New Zealanders in open marriages have found validation in headlines about celebrities who share their lifestyles. "Sharing" being the operative word.
"OPEN MARRIAGE destroyed Ashton and Demi's relationship!" cried one tabloid. "Did Ashton and Demi have an OPEN MARRIAGE?" spat another. When Hollywood couple Ashton Kutcher and Demi Moore split last month amid rumours of having an alternative union, the press had a field day. The astonishment and bewilderment over a couple engaging in such a lifestyle was screamed from the front pages.
We live in a society that is more sexually liberated than ever, yet open relationships - a relationship in which both partners are allowed to have sex with other people - is one of the last remaining taboos.
Actress Tilda Swinton caused similar ripples when she gave a frank interview in 2008 explaining her unusual living arrangements. She and her long-term partner, the artist and playwright John Byrne, have been together for more than a decade and live with their twins in Scotland... along with her 33-year-old lover Sandro Kopp.

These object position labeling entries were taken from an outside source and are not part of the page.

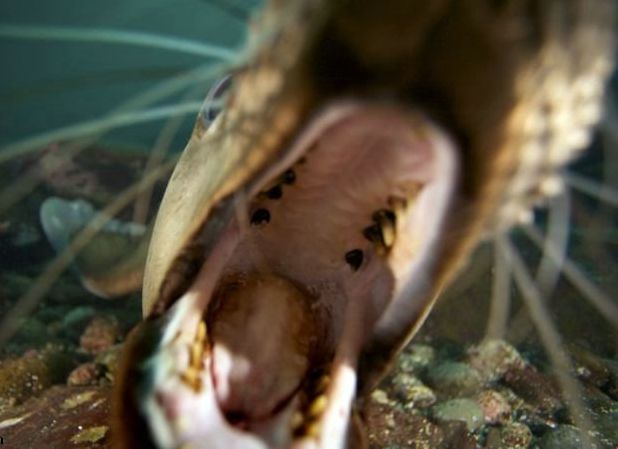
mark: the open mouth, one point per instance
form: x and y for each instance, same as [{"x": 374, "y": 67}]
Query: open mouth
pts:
[{"x": 335, "y": 244}]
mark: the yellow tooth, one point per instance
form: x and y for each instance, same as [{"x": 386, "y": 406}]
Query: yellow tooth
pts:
[
  {"x": 322, "y": 383},
  {"x": 196, "y": 355},
  {"x": 313, "y": 429},
  {"x": 317, "y": 406},
  {"x": 201, "y": 332},
  {"x": 388, "y": 232},
  {"x": 397, "y": 203},
  {"x": 296, "y": 421}
]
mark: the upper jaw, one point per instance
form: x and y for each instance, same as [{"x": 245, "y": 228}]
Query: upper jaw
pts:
[{"x": 185, "y": 382}]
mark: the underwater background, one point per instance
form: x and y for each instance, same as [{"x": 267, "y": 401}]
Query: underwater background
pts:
[{"x": 450, "y": 388}]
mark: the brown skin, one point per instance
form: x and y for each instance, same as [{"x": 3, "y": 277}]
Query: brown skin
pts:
[{"x": 479, "y": 68}]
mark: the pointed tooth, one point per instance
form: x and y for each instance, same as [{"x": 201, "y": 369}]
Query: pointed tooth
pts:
[
  {"x": 197, "y": 350},
  {"x": 318, "y": 406},
  {"x": 296, "y": 421},
  {"x": 313, "y": 429},
  {"x": 191, "y": 378},
  {"x": 322, "y": 383},
  {"x": 388, "y": 232},
  {"x": 397, "y": 203},
  {"x": 201, "y": 332}
]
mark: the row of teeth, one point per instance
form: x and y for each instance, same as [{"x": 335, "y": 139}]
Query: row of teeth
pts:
[
  {"x": 197, "y": 351},
  {"x": 305, "y": 421}
]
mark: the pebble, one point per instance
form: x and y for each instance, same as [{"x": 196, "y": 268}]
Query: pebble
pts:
[
  {"x": 84, "y": 374},
  {"x": 462, "y": 409},
  {"x": 496, "y": 408},
  {"x": 101, "y": 334},
  {"x": 534, "y": 388},
  {"x": 454, "y": 379},
  {"x": 410, "y": 391},
  {"x": 563, "y": 437},
  {"x": 510, "y": 436},
  {"x": 493, "y": 358},
  {"x": 416, "y": 357}
]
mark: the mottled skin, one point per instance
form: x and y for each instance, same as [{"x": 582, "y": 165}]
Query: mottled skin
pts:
[{"x": 517, "y": 83}]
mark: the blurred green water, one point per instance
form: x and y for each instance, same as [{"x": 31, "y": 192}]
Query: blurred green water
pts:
[{"x": 49, "y": 84}]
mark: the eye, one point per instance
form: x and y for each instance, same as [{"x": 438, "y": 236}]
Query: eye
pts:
[{"x": 215, "y": 99}]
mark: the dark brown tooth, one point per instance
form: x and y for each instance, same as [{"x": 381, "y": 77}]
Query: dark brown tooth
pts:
[
  {"x": 288, "y": 177},
  {"x": 373, "y": 233},
  {"x": 354, "y": 258},
  {"x": 384, "y": 215},
  {"x": 274, "y": 193},
  {"x": 260, "y": 217},
  {"x": 317, "y": 407},
  {"x": 397, "y": 203},
  {"x": 191, "y": 378}
]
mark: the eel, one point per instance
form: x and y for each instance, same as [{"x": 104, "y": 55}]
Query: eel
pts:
[{"x": 363, "y": 150}]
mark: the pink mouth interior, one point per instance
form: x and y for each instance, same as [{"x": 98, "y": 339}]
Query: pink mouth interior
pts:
[{"x": 299, "y": 280}]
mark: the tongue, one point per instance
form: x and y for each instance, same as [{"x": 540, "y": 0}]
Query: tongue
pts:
[{"x": 262, "y": 333}]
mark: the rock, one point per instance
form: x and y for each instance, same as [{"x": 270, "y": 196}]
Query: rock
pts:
[
  {"x": 84, "y": 374},
  {"x": 454, "y": 379},
  {"x": 535, "y": 388},
  {"x": 496, "y": 408},
  {"x": 563, "y": 437},
  {"x": 75, "y": 321},
  {"x": 63, "y": 417},
  {"x": 107, "y": 361},
  {"x": 101, "y": 334},
  {"x": 457, "y": 436},
  {"x": 32, "y": 373},
  {"x": 493, "y": 358},
  {"x": 511, "y": 436},
  {"x": 465, "y": 410},
  {"x": 416, "y": 357},
  {"x": 589, "y": 367},
  {"x": 411, "y": 392},
  {"x": 390, "y": 427}
]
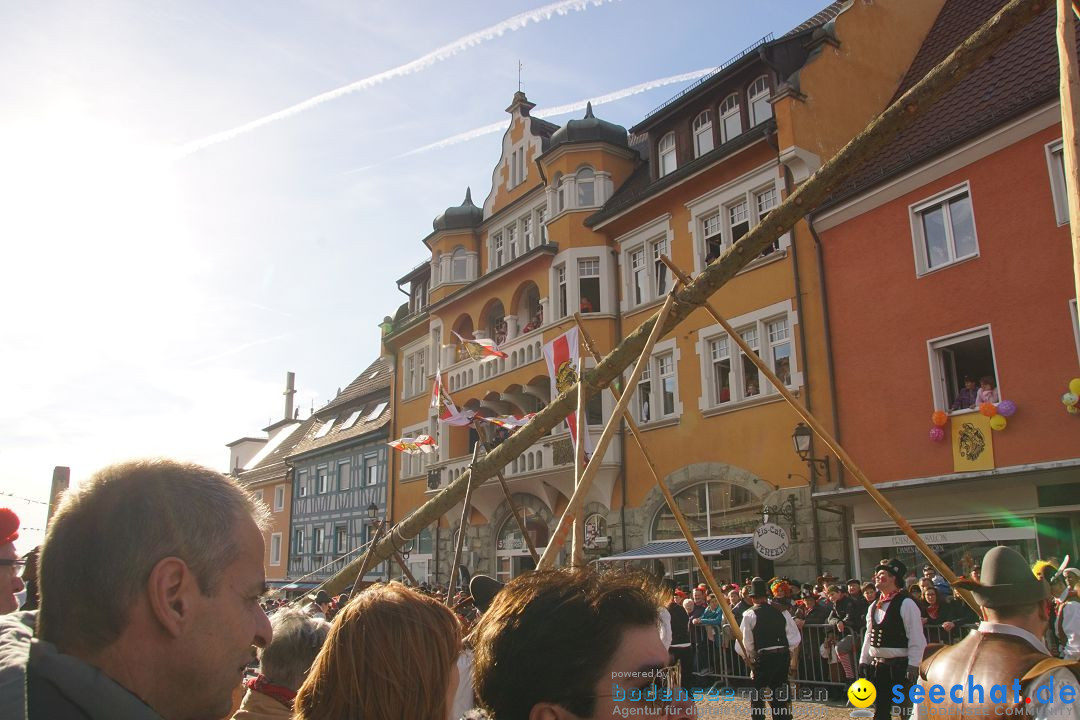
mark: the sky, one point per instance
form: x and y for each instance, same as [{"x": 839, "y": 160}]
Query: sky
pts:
[{"x": 198, "y": 197}]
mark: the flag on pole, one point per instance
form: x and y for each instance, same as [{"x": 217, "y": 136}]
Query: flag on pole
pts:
[
  {"x": 481, "y": 349},
  {"x": 421, "y": 444},
  {"x": 564, "y": 363},
  {"x": 448, "y": 412}
]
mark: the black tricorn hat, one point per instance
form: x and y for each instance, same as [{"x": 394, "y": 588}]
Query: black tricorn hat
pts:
[
  {"x": 483, "y": 589},
  {"x": 1007, "y": 580}
]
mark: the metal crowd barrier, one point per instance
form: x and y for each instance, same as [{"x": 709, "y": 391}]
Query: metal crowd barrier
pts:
[{"x": 716, "y": 662}]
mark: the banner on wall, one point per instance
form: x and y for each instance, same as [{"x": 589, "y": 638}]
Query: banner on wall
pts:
[{"x": 972, "y": 443}]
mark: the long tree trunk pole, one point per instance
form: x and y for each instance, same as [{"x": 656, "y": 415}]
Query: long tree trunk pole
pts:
[
  {"x": 558, "y": 538},
  {"x": 834, "y": 445},
  {"x": 366, "y": 562},
  {"x": 898, "y": 117},
  {"x": 669, "y": 498},
  {"x": 577, "y": 551},
  {"x": 461, "y": 527},
  {"x": 510, "y": 501},
  {"x": 1069, "y": 94}
]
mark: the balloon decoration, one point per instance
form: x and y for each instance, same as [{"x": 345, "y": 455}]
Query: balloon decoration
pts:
[{"x": 1071, "y": 398}]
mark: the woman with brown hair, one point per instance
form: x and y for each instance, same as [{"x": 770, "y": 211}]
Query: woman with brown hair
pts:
[{"x": 391, "y": 653}]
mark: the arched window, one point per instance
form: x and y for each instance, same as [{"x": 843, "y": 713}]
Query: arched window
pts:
[
  {"x": 512, "y": 554},
  {"x": 586, "y": 190},
  {"x": 711, "y": 508},
  {"x": 702, "y": 134},
  {"x": 730, "y": 118},
  {"x": 459, "y": 266},
  {"x": 760, "y": 109},
  {"x": 666, "y": 152}
]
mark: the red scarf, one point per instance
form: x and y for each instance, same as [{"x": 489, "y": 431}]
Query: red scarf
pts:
[
  {"x": 260, "y": 684},
  {"x": 886, "y": 597}
]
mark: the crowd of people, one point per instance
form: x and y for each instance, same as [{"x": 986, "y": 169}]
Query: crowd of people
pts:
[{"x": 150, "y": 602}]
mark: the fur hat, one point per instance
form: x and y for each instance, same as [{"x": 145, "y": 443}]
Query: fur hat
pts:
[{"x": 1006, "y": 581}]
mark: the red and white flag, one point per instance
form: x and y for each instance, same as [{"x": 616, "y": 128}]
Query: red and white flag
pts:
[
  {"x": 564, "y": 364},
  {"x": 421, "y": 444},
  {"x": 481, "y": 348},
  {"x": 448, "y": 412}
]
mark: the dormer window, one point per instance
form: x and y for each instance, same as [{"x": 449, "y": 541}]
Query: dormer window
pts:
[
  {"x": 702, "y": 134},
  {"x": 730, "y": 118},
  {"x": 760, "y": 108},
  {"x": 666, "y": 152},
  {"x": 586, "y": 189}
]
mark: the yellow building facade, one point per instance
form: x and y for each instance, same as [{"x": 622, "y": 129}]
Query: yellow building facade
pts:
[{"x": 576, "y": 219}]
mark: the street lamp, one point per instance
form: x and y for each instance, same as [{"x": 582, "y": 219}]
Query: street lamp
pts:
[{"x": 801, "y": 438}]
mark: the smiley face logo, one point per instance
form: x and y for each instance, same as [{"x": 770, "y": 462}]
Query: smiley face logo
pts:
[{"x": 862, "y": 693}]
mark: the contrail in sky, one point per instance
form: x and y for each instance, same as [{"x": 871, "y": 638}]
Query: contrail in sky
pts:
[
  {"x": 437, "y": 55},
  {"x": 557, "y": 110}
]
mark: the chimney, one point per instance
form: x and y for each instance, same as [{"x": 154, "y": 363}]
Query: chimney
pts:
[{"x": 289, "y": 391}]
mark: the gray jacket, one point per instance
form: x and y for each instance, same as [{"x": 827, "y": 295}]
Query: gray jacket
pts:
[{"x": 62, "y": 687}]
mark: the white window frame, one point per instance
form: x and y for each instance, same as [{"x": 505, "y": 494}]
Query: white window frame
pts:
[
  {"x": 275, "y": 548},
  {"x": 746, "y": 187},
  {"x": 703, "y": 133},
  {"x": 645, "y": 240},
  {"x": 1057, "y": 190},
  {"x": 727, "y": 112},
  {"x": 758, "y": 91},
  {"x": 918, "y": 238},
  {"x": 759, "y": 320},
  {"x": 937, "y": 369},
  {"x": 415, "y": 369},
  {"x": 665, "y": 166},
  {"x": 413, "y": 466},
  {"x": 651, "y": 375},
  {"x": 370, "y": 462}
]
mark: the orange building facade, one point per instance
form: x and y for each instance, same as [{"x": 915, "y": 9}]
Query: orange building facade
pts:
[
  {"x": 575, "y": 220},
  {"x": 949, "y": 259}
]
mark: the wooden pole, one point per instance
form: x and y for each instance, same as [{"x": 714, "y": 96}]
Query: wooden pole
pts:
[
  {"x": 557, "y": 540},
  {"x": 669, "y": 498},
  {"x": 896, "y": 118},
  {"x": 461, "y": 530},
  {"x": 818, "y": 428},
  {"x": 510, "y": 501},
  {"x": 367, "y": 562},
  {"x": 1070, "y": 119},
  {"x": 577, "y": 544}
]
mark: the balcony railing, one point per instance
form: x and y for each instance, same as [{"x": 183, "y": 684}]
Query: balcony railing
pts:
[
  {"x": 523, "y": 350},
  {"x": 551, "y": 452}
]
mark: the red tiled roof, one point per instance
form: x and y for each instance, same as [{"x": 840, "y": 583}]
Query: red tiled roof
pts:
[{"x": 1020, "y": 77}]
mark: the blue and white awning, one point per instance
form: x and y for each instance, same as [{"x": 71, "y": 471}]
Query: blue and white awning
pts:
[{"x": 662, "y": 548}]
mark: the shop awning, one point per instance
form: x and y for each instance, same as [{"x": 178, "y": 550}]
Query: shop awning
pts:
[{"x": 662, "y": 548}]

When pressed, she remarked: "We are all a family. What you must also know is that we are all very happy."
So can open relationships work? Jenny Block, the writer and author of Open: Love, Sex and Life in an Open Marriage, thinks so. The 41-year-old mother of one is the poster girl for open marriage in the US, describing herself as "the most average-looking, regular soccer-mom type". Having married her husband, Christopher, in 1997, Block embarked on an affair with another woman three years later.
When she finally came clean to her husband, she found his response fascinating.
"It was the trust thing rather than the sex thing that had hurt him, so I began to ask myself which was more important and what was marriage really based on?"
They decided to embark on an open marriage, albeit with certain ground rules: complete honesty and no carrying on with someone else from their neighbourhood. Block has a girlfriend, Jemma, who has her own apartment but is considered part of the family. While Jemma and Christopher don't have a sexual relationship, he is free to date other women. Keeping up?
Her 13-year-old daughter is aware of the situation and the couple have elected to answer any questions as they come. But Block stresses that theirs is not some wild household. "We couldn't be any more mainstream if we tried," she said. "Saturday night is Scrabble and Chinese take-out."
Despite Block extolling all that open marriage has to offer, it shouldn't come without certain warnings; jealousy being the most obvious catalyst for causing cracks. "It really depends on the couple and what their values are but generally it doesn't work because eventually somebody will form an outside attachment and that will cause problems with the primary relationship," Mandy Kloppers, a relationship psychologist and counsellor, said.
"It's common to see one person coerced into it because they want to keep their partner happy and want to keep an eye on them," she said. "If you have an unstable relationship to begin with then you're asking for trouble by doing this type of thing."
Still, in modern, Western society perhaps it is possible that such ways of life can offer happiness for those involved.
It might not be for everyone, but maybe we have to accept that there is no one-size-fits-all approach to love. And for those who find the arrangement emotionally fulfilling, perhaps it's not such a shocking set-up after all.
- Gillian Orr, Independent
* * *
Kiwi triples' say that monogamy is not for all
Steve sleeps with his wife every second night. The other nights he is in the next room, sleeping with his other wife.
The 54-year-old from Christchurch says he has happy and loving relationships with both women, all living together.
Steve says he has always been interested in polyamory relationships and now he has found one that works for all three of them.
He calls both women his wives: "We're not a couple, we're a triple."
He and his legal wife had been together for 10 years and married for six years when they welcomed another woman into their marriage in a "commitment ceremony" surrounded by friends and family.
"We had always been exploring the poly thing. We had considered it with other people but it had never come off as a long-term thing. We have an understanding that the western ideal of monogamy is not for everyone. It is a societal construct."
Steve and his wives believe that it is entirely possible to love more than one person. "Parents love their children equally, so why can't adults love more than one person? It does not destroy a marriage. In many ways it enriches it. We are happy."
He and his wife had met the other woman at a club in Christchurch two years ago. He fell in love with her as their friendship developed. His wife was supportive and also loves her, but they are just friends.
"They are not sexually intimate with each other; they are more like best friends than lovers."
His "second wife" moved into their home in February.
"The green-eyed monster does occasionally rear its head, but if we talk about it, it's fine," he adds.
He and his first wife each have adult children from previous relationships. "Our respective families are aware, we are not hiding anything. Our children are all grown; they are all over 20 and in their own relationships. My son struggles with us. My wife's daughter doesn't like it. It's just weird to her," he says.